ماَ قاَدَكَ شىءٌ مثل الوَهْمِ
“Tiada sesuatu yang dapat menuntunmu (pada kehinaan) seperti angan-angan kosong (wahm).“
Kalam hikmah Syekh Ibnu Athaillah kali ini berkaitan erat dengan kalam hikmah sebelumnya. Bila sebelumnya beliau detail menjelaskan sifat serakah. Sifat yang menjerat seseorang pada kehinaan dan kerendahan. Maka pantas kiranya beliau juga menjelaskan apa yang menyebabkan seseorang menjadi serakah.
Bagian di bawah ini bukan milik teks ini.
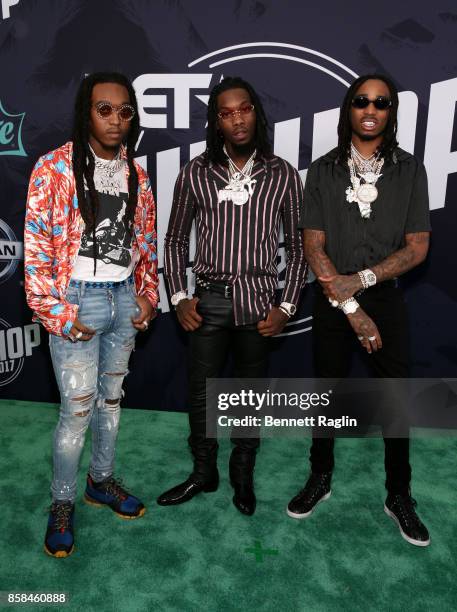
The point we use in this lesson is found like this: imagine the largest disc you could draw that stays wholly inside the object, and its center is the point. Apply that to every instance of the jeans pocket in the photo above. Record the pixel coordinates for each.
(73, 296)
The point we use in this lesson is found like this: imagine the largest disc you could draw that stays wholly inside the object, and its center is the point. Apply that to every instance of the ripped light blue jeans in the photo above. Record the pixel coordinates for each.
(90, 376)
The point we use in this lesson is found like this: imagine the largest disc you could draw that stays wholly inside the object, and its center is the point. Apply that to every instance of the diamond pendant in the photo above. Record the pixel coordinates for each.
(367, 193)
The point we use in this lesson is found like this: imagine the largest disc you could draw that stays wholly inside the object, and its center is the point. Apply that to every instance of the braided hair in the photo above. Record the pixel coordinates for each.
(83, 159)
(214, 141)
(389, 141)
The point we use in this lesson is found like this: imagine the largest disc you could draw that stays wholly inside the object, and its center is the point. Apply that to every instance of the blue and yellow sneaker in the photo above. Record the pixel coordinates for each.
(59, 540)
(110, 493)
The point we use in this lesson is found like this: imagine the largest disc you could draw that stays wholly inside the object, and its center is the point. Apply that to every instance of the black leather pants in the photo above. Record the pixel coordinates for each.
(333, 342)
(209, 347)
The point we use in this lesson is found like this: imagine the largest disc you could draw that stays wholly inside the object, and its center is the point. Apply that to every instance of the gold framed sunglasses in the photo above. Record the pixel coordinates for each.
(104, 110)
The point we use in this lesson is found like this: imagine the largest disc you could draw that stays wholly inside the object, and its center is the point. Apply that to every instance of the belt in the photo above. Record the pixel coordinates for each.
(101, 284)
(214, 286)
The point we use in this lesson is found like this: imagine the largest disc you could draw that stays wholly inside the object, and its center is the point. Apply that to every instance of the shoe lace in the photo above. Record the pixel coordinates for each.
(407, 507)
(61, 514)
(114, 487)
(314, 486)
Padahal sebagai muslim kita meyakini bahwa tidak ada yang bisa memberikan manfaat ataupun membawa pada kecelakaan melainkan Allah. Allah yang Mahakuasa atas semua yang dikehendaki-Nya. Lalu mengapa masih ada orang yang serakah pada orang lain, sedangkan Allah adalah Dzat yang Maha Luas Pemberian-Nya? Maka jawabannya tiada lain melainkan wahm.
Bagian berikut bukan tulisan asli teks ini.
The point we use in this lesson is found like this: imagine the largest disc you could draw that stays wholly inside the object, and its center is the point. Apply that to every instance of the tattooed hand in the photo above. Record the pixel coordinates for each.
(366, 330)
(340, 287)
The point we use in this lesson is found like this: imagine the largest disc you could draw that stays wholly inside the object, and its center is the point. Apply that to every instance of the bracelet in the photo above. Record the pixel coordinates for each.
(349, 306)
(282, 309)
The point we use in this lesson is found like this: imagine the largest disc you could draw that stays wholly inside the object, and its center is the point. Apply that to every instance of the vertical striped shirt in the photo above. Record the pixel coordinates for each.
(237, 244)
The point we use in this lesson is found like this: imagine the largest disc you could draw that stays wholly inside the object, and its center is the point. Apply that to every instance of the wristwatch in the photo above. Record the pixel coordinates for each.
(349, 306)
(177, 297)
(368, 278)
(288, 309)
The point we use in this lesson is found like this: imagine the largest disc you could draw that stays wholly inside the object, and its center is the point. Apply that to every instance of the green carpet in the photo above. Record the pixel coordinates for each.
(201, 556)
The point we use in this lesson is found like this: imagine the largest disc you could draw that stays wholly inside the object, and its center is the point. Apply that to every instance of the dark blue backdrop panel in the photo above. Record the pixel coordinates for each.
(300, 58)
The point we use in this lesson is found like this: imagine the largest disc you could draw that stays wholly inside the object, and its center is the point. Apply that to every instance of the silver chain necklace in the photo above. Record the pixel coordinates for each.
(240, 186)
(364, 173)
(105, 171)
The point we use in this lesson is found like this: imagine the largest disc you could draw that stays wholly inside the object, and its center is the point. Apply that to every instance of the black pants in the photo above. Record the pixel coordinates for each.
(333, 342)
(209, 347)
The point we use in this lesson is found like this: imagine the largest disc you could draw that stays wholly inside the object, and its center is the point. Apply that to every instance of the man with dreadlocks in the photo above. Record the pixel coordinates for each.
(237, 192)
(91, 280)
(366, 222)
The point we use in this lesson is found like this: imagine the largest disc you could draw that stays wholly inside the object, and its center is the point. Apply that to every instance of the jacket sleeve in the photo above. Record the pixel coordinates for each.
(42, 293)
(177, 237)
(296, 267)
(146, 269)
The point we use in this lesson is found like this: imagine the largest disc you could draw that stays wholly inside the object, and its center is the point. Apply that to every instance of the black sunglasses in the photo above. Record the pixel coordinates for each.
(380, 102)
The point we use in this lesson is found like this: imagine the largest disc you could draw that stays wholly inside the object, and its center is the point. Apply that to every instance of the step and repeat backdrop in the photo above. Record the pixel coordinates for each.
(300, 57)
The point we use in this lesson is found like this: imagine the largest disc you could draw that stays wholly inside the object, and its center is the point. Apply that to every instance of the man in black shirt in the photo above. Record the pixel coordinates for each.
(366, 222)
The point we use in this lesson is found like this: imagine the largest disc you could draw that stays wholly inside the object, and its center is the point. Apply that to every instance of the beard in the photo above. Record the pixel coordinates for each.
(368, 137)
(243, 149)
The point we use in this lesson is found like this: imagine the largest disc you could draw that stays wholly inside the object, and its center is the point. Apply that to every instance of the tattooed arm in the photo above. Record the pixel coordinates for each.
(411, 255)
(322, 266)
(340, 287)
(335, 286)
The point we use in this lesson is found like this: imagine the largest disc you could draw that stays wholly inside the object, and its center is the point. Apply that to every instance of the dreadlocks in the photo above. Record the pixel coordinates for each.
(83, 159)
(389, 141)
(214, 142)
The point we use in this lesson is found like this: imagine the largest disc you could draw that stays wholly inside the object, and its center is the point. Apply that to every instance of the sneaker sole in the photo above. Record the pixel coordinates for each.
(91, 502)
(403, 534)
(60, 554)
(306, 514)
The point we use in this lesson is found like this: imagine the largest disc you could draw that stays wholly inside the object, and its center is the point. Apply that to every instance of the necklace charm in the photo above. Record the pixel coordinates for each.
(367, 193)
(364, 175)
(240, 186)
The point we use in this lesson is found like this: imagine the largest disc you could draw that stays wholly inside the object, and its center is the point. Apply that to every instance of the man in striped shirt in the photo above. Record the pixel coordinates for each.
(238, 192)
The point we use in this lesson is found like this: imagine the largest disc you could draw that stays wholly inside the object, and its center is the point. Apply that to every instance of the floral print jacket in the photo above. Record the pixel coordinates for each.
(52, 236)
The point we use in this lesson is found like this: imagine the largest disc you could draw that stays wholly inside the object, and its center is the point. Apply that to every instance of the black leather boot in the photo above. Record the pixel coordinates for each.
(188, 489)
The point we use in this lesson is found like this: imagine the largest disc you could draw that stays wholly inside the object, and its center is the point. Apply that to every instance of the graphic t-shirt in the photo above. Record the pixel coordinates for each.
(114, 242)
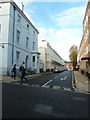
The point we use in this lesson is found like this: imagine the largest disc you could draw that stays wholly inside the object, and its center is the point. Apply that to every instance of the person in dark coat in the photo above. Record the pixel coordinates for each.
(14, 71)
(22, 72)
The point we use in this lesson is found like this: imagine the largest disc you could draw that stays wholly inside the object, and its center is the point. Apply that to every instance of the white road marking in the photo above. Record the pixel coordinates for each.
(64, 78)
(56, 87)
(66, 88)
(25, 84)
(56, 76)
(47, 83)
(79, 98)
(42, 108)
(36, 85)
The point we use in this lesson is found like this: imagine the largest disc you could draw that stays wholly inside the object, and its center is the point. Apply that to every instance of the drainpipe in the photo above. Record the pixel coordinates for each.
(13, 34)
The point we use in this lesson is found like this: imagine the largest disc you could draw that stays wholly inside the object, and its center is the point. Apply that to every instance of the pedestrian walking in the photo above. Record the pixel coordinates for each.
(14, 71)
(22, 73)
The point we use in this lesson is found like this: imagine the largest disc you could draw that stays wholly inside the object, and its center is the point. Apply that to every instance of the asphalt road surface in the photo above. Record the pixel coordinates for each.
(48, 96)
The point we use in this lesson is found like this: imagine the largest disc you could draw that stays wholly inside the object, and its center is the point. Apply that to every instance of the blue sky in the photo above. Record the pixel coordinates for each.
(60, 23)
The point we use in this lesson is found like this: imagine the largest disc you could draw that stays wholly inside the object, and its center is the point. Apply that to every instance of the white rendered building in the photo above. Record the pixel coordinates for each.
(51, 59)
(18, 39)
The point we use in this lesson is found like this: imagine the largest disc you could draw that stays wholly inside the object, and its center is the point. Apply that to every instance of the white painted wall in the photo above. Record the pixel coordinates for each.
(6, 21)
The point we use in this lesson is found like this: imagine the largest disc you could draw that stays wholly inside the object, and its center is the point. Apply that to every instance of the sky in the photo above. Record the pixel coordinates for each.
(58, 21)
Wahm secara halus menggoyahkan keyakinan bahwa Allah adalah Dzat yang Maha Segalanya. Bila al-yaqin adalah kemantapan hati kepada Allah 100%, al-dzan adalah kemantapan 75%, asy-syak adalah kemantapan 50%, maka wahm adalah kemantapan dengan kadar hanya 25%. Maka wahm akan menggiring manusia agar tidak lagi percaya kepada jaminan Allah. Dia mengatakan bahwa semua orang yang ada di sekitarnya mampu memberikan manfaat ataupun mudharat. Upayanya secara dzahir akan melahirkan sebuah keberhasilan, tanpa lagi menghiraukan Allah sebagai penentu sebenar-benarnya. Begitulah wahm membujuk manusia agar tidak lagi menjadikan Allah sebagai tempat kembali. Melainkan menjadikan sesama makhluk sebagai sandaran yang seakan menjadi penentu sebenar-benarnya. Inilah yang akhirnya menjadikan seseorang menjadi tamak. Serakah kepada orang lain. Serta menjadi penjilat sesama manusia demi mendapatkan keinginan nafsunya. Maka pantas bila sifat serakah akan membuat manusia menjadi hina sehina-hinanya.
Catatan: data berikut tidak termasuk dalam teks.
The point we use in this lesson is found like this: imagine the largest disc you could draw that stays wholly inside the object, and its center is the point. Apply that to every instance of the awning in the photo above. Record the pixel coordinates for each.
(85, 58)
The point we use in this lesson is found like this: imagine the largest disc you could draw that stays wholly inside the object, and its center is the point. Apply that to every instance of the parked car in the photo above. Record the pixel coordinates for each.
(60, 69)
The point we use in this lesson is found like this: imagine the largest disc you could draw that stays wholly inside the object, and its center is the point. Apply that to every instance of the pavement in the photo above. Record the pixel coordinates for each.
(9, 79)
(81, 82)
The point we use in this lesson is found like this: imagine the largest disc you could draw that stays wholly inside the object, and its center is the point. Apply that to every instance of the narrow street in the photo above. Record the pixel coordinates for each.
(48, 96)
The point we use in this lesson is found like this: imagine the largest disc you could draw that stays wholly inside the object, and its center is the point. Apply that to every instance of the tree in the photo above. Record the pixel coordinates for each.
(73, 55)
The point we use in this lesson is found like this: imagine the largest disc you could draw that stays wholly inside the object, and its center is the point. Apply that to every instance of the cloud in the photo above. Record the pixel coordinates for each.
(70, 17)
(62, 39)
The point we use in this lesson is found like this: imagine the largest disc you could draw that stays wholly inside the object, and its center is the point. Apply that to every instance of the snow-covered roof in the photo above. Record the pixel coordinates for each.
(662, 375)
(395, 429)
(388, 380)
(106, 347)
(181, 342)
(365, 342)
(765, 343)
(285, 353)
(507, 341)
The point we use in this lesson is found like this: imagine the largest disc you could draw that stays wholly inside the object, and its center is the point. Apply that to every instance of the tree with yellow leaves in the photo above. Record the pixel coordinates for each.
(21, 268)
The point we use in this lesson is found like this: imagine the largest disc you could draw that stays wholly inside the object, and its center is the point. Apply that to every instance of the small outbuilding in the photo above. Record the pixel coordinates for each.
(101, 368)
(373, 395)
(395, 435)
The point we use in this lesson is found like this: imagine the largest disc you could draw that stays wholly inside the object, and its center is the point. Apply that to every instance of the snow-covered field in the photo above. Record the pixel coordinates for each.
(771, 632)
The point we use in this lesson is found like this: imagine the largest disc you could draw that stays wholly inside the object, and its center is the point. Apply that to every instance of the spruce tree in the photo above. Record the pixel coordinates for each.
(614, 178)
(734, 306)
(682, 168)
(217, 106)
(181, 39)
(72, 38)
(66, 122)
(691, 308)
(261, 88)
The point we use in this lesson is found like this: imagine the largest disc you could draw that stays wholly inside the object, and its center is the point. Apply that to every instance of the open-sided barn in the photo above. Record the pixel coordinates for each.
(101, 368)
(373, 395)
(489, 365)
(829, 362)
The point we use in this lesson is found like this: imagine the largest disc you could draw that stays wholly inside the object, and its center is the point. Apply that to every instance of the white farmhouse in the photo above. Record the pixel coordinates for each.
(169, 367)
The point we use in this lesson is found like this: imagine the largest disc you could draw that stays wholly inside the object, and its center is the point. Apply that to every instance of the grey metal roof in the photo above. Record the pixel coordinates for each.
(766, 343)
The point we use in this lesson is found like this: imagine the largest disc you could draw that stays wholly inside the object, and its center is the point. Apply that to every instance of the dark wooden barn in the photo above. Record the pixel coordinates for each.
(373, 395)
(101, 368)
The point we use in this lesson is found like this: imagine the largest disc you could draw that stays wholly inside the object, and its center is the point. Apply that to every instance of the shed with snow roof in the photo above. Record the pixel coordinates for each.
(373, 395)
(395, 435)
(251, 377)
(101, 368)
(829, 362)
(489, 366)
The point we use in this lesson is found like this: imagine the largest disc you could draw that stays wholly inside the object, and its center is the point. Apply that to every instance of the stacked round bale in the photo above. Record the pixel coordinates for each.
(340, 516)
Di dalam kitabnya al-Hikam al-Athaiyah, Syekh Ramadhan al-Buthi memberikan beberapa contoh kasus wahm yang menyandera manusia, diantaranya adalah kasus berikut.
Pertama, Zaid adalah seorang santri yang fokus belajar di pesantren. Dia mendalami berbagai disiplin ilmu agama, mulai dari yang paling dasar hingga yang mendalam. Tujuan Zaid jelas, agar dia bisa menjadi manusia yang paham agama Allah, serta bisa mengajak manusia lain ikut memahami ajaran agama dengan benar.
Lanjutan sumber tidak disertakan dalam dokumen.